■ガンダムなのにジム? ジオン水泳部にも負けない「連邦水泳部」のエース格
一年戦争において異様な外観をもつ機体といえば、ジオン公国軍の「ゴッグ」「アッガイ」「ゾック」など、いわゆる「ジオン水泳部」を思い浮かべる人も多いはず。
それに対する地球連邦軍の水中専用機は、ジムを改良したバリエーション機の「ジム・スループ」や「アクア・ジム」「水中型ジム」が中心で、あまり変わり映えしなかった。
そこでエースパイロット向けに用意されたのが、雑誌企画「M-MSV」で設定された「水中型ガンダム」だ。
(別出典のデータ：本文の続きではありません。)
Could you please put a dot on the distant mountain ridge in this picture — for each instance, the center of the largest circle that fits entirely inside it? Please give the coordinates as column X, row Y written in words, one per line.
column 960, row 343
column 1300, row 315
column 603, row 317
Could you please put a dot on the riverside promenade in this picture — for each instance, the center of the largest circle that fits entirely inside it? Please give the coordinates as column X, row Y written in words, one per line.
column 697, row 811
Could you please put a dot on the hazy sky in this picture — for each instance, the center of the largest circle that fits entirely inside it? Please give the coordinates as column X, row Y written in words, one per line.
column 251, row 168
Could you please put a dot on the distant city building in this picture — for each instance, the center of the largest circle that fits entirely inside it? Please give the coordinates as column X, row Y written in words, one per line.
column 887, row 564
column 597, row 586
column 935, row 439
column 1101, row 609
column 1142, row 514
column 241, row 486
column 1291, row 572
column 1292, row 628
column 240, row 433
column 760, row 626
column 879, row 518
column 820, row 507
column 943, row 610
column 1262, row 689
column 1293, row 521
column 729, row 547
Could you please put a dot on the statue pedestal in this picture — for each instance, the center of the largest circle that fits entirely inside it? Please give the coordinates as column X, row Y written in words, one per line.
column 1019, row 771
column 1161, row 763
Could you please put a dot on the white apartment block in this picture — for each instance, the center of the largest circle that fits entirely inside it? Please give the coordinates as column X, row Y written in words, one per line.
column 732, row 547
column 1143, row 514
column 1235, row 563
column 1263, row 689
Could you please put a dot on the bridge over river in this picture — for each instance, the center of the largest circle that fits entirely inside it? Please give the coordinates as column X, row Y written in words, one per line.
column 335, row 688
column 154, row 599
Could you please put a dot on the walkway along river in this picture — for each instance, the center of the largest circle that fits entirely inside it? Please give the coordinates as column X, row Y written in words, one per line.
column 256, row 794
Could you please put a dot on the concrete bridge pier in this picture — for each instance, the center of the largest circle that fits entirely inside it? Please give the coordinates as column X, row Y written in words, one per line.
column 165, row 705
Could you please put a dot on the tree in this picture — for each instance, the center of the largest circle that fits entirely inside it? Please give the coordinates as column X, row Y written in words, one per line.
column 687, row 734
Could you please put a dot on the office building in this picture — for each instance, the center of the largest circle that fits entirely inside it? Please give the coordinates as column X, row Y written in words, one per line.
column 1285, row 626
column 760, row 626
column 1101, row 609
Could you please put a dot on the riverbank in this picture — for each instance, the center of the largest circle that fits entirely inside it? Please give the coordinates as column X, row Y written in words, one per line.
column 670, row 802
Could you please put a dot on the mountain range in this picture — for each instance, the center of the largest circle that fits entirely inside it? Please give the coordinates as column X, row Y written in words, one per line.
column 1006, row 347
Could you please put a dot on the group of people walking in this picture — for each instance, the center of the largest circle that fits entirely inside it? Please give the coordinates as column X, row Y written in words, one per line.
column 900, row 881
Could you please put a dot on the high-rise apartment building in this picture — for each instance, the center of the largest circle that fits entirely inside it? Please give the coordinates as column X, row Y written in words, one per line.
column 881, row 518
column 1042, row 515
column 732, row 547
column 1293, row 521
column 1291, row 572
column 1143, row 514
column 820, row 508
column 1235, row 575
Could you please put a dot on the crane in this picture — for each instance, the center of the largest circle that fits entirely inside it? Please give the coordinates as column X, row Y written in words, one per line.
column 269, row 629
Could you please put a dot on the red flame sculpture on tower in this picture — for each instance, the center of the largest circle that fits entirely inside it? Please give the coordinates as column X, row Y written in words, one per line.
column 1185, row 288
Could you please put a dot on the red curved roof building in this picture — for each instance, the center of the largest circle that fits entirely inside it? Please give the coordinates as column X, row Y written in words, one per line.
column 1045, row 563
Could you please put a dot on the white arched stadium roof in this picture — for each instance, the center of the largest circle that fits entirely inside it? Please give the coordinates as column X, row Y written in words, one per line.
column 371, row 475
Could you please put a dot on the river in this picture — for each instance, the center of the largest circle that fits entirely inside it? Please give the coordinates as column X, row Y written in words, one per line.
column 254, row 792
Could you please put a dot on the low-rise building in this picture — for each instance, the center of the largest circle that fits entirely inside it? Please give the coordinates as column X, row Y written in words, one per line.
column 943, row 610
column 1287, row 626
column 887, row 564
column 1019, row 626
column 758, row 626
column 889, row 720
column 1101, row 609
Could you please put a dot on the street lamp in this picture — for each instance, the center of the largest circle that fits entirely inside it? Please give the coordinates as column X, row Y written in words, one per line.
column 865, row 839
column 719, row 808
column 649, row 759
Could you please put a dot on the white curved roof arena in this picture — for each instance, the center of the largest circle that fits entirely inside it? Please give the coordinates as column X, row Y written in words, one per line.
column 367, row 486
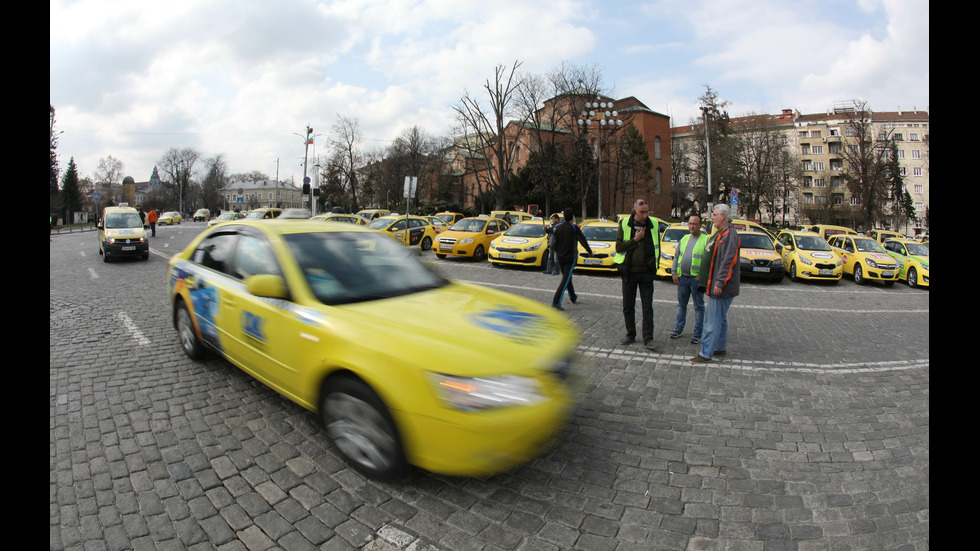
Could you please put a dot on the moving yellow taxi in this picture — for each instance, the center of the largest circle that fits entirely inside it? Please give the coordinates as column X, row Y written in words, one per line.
column 470, row 237
column 757, row 256
column 410, row 230
column 912, row 258
column 601, row 235
column 524, row 244
column 312, row 311
column 864, row 259
column 806, row 255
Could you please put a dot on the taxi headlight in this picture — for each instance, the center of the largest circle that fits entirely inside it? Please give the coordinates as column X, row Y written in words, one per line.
column 477, row 393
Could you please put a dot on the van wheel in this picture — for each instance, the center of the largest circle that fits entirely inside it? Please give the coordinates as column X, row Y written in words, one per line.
column 358, row 422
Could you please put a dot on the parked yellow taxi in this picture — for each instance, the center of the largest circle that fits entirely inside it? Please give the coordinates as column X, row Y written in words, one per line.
column 470, row 237
column 410, row 230
column 864, row 259
column 757, row 256
column 601, row 235
column 524, row 244
column 912, row 258
column 315, row 312
column 806, row 255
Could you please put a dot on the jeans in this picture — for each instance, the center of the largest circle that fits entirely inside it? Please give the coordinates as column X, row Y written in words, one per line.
column 715, row 325
column 687, row 287
column 552, row 265
column 643, row 281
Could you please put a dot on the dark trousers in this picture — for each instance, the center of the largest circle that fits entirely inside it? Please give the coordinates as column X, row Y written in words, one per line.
column 644, row 282
column 566, row 265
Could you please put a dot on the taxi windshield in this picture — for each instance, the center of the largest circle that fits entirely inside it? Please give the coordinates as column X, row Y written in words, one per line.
column 343, row 268
column 674, row 235
column 917, row 249
column 469, row 225
column 750, row 240
column 526, row 230
column 123, row 220
column 868, row 246
column 599, row 233
column 812, row 243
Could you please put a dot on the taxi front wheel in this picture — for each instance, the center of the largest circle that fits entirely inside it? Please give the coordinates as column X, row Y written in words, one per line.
column 362, row 428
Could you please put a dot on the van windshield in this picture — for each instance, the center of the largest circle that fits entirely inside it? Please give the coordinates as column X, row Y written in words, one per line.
column 123, row 220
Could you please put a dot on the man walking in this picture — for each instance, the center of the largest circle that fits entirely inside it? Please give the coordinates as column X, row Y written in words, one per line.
column 637, row 254
column 721, row 283
column 685, row 272
column 566, row 236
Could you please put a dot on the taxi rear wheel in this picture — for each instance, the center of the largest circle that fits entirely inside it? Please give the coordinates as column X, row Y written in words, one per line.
column 362, row 428
column 185, row 332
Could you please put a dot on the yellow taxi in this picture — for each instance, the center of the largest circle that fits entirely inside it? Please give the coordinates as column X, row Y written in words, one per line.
column 882, row 235
column 450, row 218
column 806, row 255
column 668, row 247
column 524, row 244
column 601, row 235
column 511, row 216
column 470, row 237
column 169, row 218
column 263, row 213
column 121, row 233
column 912, row 258
column 302, row 306
column 757, row 256
column 225, row 217
column 410, row 230
column 864, row 259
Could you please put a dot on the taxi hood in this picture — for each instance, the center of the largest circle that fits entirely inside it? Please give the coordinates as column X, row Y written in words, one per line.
column 466, row 326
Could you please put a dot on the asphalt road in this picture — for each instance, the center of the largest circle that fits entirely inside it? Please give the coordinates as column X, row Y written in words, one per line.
column 812, row 434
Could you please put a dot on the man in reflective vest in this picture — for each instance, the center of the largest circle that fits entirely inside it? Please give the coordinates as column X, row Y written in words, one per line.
column 685, row 272
column 637, row 256
column 720, row 278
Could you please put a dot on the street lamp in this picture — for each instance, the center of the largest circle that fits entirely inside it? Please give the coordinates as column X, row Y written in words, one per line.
column 603, row 114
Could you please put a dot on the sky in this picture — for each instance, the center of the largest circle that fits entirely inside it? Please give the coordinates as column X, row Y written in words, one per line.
column 245, row 78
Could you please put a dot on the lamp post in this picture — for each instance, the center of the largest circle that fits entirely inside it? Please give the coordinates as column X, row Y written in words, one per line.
column 603, row 114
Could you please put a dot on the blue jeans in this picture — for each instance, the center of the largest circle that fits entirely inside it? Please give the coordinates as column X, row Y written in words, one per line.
column 715, row 325
column 687, row 288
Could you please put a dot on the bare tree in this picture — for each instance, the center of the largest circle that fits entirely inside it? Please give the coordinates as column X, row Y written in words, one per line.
column 483, row 127
column 178, row 164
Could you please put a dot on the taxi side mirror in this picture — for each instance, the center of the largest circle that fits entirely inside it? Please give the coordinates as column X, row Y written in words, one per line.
column 268, row 286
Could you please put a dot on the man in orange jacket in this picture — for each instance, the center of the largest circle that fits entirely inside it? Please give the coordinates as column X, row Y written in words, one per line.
column 721, row 284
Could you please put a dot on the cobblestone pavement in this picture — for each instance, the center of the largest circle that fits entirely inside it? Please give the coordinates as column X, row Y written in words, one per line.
column 811, row 434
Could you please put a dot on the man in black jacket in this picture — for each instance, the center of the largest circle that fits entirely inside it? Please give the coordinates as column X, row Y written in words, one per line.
column 567, row 235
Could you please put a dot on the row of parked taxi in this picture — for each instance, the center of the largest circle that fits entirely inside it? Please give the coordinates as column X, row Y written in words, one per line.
column 817, row 252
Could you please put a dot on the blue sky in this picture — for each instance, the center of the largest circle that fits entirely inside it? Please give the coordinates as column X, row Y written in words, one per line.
column 243, row 78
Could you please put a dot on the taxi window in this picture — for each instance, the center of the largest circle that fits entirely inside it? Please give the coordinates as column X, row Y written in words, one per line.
column 254, row 257
column 216, row 251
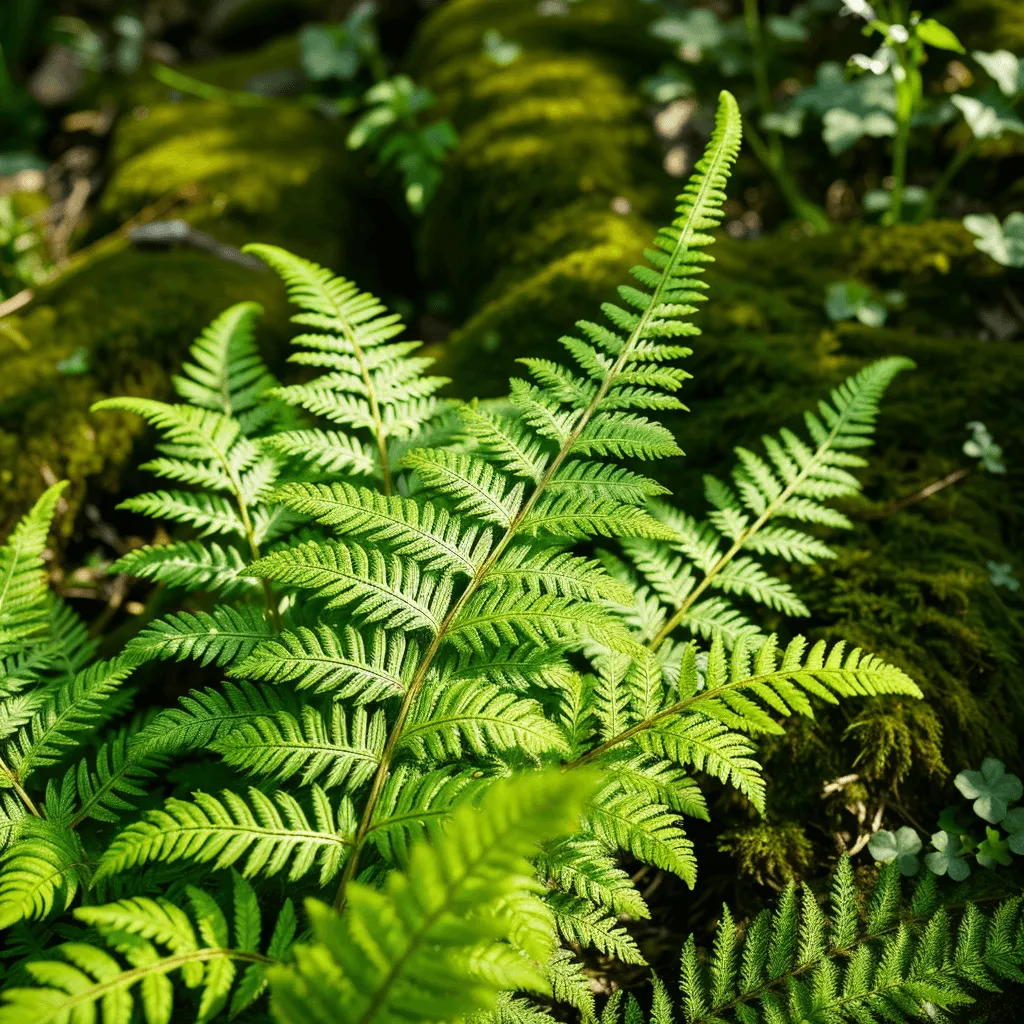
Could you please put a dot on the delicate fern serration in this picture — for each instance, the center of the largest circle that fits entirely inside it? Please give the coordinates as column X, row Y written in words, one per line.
column 355, row 341
column 273, row 834
column 409, row 622
column 157, row 939
column 434, row 943
column 797, row 964
column 23, row 586
column 791, row 482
「ジムの日なのに、なぜガンダム?」と思うかもしれないが、実はこのMSはアクア・ジムがベースになっており、ガンダム風の頭部やパーツをつけて水中型ガンダムを名乗ってはいるものの、中身はジムである。
なお、白石琴似氏によるコミック『機動戦士ガンダムUC 「袖付き」の機付長は詩詠う』(KADOKAWA)の中に、水中型ガンダムが登場。「袖付き」の水陸両用MS「ゼーズール」と交戦し、敗れる場面が描かれていた。
機体は改修されているかもしれないが、一年戦争時のMSで、世代がまったく違う新鋭のゼーズール相手に善戦していたのが印象的である。
映像作品ではやられ役に回ることが多かったジムの、その多彩なバリエーションに魅了されたファンは少なくないはず。今回は変わり種のジムを取り上げたが、知られざる名機も案外多い。皆さんが一番好きなジムのバリエーションはどれだろうか。